Под большим карнизным свесом сидели лва престарелых джентльмена. Один был Ларри Грэнт, второй, его друг викарий церкви Святой Троицы преподобный Сэмюэль Стэффинс. Они, не морщась, пили неразбавленную терновку и смотрели в долину где клубились ядовитые тучи, хлестали молниевые бичи и стеной шел дождь.
- Эх, жалко смотреть, как глупо люди проворонили человечество!
- А я думаю о другом. При самом экономичном потреблении нашего любимого имбирного пива нам хватит его в создавшемся положении только на две недели…
 

На этот раз критическая полемика практически отсутствовала. Были сплошь умилительные панегирики и надежды, что шедевр должны заметить в Голливуде и снять фильм на уровне Дэвида Финчера. Злопыхатель из литературки все равно накапал немного нечистот в коллективный пряник, усомнившись в правдивости фактов, мол, вряд ли будет главный буржуй с его менталитетом и тотальной загруженностью легкомысленно надираться сомнительным самогоном.
Вечером он обнаружил в собственном почтовом ящике письмо, в котором за неуемную пасквильность ему грозили анонимно пересадить на его гнилой язык колонию особо вирулентных  онкологических клеток, чтобы его постигла такая же участь, как Ф. Энгельса. Говорят, что он, подобно Тургеневу из «Веселых ребят» Д. Хармса, практически не одеваясь, захотел уехать в Баден-Баден, но, по-видимому, у него был просрочен иностранный паспорт, или отсутствовала шенгенская виза. Пришлось довольствоваться курортом «Горячий ключ». Сейчас он там, пьет водичку, и уже погубил всю полезную микрофлору, увлекшись мониторингом кишечника.

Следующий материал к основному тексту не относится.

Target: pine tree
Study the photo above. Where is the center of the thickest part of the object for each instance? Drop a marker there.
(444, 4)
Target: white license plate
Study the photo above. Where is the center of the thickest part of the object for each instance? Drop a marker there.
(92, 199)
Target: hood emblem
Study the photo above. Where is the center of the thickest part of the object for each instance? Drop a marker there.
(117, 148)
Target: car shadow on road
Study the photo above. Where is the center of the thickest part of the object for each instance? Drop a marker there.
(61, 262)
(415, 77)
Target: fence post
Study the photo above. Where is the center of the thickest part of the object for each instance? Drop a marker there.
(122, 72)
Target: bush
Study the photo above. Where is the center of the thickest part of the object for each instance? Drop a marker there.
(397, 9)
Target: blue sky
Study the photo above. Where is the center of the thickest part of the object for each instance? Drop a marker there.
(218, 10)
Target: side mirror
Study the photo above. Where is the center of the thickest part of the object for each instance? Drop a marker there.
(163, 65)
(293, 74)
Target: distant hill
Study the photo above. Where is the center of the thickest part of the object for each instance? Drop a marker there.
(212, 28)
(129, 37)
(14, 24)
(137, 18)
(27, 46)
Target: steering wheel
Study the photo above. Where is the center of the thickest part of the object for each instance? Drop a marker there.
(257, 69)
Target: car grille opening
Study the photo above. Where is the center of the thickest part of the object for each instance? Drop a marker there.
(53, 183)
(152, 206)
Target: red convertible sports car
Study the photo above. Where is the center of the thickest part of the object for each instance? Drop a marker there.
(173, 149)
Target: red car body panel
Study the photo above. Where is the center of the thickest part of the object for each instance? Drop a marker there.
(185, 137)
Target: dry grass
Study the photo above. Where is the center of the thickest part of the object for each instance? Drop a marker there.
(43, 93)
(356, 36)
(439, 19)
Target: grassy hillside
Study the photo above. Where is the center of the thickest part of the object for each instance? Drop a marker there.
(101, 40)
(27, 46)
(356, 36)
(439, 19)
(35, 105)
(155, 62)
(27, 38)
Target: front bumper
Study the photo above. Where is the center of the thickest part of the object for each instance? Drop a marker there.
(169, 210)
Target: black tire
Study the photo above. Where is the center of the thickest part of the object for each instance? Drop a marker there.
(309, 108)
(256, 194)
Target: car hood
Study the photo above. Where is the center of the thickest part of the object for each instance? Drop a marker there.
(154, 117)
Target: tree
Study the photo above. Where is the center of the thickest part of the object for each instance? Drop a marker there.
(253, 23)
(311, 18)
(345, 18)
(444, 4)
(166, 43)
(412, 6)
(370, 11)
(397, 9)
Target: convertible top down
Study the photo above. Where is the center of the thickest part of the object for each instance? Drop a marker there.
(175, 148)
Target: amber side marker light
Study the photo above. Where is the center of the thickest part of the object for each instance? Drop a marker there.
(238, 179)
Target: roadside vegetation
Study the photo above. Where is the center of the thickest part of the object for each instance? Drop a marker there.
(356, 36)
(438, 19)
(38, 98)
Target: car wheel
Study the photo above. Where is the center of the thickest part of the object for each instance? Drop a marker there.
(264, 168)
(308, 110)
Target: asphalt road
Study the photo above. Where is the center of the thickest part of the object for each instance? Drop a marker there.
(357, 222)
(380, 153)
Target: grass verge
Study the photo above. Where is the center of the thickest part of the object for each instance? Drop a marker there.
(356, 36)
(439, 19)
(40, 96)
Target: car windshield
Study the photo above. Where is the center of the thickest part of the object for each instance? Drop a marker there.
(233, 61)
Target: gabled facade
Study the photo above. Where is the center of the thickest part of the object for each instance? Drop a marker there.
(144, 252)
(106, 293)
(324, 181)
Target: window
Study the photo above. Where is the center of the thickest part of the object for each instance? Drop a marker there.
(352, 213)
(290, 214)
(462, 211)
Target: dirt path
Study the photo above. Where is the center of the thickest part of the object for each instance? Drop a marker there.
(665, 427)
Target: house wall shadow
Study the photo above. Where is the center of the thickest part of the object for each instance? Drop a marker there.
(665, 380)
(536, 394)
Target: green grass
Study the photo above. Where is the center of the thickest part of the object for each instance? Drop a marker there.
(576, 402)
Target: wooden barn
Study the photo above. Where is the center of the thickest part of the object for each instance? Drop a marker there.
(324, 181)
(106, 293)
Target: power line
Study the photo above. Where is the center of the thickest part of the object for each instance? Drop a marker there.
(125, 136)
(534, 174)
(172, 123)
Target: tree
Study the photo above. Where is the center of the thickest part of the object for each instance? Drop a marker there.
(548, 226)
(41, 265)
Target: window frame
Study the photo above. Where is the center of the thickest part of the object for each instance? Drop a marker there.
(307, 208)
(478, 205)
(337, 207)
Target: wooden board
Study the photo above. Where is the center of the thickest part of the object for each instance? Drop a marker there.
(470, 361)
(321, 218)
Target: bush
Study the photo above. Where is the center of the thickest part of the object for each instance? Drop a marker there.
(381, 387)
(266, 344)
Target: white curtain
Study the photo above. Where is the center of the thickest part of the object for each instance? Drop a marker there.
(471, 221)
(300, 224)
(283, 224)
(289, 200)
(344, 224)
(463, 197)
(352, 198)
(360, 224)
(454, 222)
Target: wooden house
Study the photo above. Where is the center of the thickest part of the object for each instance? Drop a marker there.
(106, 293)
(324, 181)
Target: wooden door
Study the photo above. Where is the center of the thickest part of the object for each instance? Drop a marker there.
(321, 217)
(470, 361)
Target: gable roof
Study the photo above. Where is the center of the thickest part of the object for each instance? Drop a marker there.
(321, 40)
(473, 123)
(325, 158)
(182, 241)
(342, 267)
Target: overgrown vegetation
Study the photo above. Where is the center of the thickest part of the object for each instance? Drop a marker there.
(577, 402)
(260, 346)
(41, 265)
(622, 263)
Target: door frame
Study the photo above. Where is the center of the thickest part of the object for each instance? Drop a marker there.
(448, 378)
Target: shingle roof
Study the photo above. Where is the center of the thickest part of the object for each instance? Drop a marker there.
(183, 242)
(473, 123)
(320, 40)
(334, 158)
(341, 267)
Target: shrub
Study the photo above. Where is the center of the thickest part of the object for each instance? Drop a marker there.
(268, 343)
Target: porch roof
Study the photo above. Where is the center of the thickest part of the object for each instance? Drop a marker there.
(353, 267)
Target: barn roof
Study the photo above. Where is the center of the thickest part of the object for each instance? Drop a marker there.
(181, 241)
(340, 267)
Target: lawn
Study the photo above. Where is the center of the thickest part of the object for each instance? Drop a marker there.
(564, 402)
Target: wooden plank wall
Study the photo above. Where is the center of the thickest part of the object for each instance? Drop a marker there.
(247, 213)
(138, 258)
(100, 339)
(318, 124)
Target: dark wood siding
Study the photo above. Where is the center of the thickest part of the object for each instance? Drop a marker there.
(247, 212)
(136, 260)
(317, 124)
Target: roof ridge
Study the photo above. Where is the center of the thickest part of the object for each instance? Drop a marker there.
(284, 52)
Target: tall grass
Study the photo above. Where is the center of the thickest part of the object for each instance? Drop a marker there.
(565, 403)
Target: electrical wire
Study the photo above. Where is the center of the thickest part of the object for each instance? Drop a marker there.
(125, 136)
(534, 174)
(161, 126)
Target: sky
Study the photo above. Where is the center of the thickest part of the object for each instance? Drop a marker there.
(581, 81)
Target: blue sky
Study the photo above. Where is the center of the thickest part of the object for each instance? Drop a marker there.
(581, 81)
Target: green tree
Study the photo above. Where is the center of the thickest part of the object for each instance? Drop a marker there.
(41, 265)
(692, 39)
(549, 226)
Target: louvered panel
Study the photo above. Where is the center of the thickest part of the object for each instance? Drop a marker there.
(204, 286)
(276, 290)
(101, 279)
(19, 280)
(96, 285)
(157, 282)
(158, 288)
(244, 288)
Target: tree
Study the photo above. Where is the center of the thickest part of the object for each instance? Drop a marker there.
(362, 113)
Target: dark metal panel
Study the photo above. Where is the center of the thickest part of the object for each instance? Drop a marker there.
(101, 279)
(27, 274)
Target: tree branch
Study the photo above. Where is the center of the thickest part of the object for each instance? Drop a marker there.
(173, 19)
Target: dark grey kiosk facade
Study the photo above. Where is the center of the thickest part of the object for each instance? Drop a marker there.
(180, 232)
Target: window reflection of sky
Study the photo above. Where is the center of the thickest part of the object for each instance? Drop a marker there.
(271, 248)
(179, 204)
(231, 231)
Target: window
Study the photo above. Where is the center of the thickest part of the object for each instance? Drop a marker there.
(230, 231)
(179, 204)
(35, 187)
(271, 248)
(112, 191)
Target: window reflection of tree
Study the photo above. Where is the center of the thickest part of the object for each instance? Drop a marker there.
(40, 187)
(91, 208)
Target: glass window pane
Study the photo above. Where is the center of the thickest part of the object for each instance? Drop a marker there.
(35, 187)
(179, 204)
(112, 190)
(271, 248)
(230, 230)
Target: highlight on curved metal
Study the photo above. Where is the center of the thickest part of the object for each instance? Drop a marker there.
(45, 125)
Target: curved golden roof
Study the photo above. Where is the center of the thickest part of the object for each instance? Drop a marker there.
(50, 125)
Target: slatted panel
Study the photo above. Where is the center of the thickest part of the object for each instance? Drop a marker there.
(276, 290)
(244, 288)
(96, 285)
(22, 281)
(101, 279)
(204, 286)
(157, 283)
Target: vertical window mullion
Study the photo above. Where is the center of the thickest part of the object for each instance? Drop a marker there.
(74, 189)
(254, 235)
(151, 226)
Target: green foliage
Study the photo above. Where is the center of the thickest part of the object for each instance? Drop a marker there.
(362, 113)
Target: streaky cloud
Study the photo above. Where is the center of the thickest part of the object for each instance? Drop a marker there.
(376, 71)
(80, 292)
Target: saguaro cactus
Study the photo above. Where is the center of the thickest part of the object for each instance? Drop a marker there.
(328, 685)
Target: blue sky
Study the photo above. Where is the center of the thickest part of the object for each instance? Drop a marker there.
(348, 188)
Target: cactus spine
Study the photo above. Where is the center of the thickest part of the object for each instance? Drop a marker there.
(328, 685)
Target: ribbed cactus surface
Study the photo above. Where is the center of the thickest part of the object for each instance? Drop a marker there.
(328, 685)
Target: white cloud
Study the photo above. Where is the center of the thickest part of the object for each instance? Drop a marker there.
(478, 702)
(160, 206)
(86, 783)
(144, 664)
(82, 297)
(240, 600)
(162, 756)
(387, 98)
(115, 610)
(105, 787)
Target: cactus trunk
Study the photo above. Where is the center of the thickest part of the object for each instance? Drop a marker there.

Но одно можно сказать точно, что архитектурно-строительная фирма «Профиль Н» в связи с природной катастрофой в Краснодарском крае стала усиленно предлагать заказчикам дома-ковчеги, которые в мирное время должны  стоять на эрзац фундаменте, а во время техногенных и природных коллизий беспрепятственно всплывать с фундаментных стапелей. Пока предложение не рождает спрос, по-видимому, из-за большой цены строительного продукта, приравниваемого к стоимости фаршированной пятидесятифутовой трехпалубной яхты, составляющей два миллиона евро.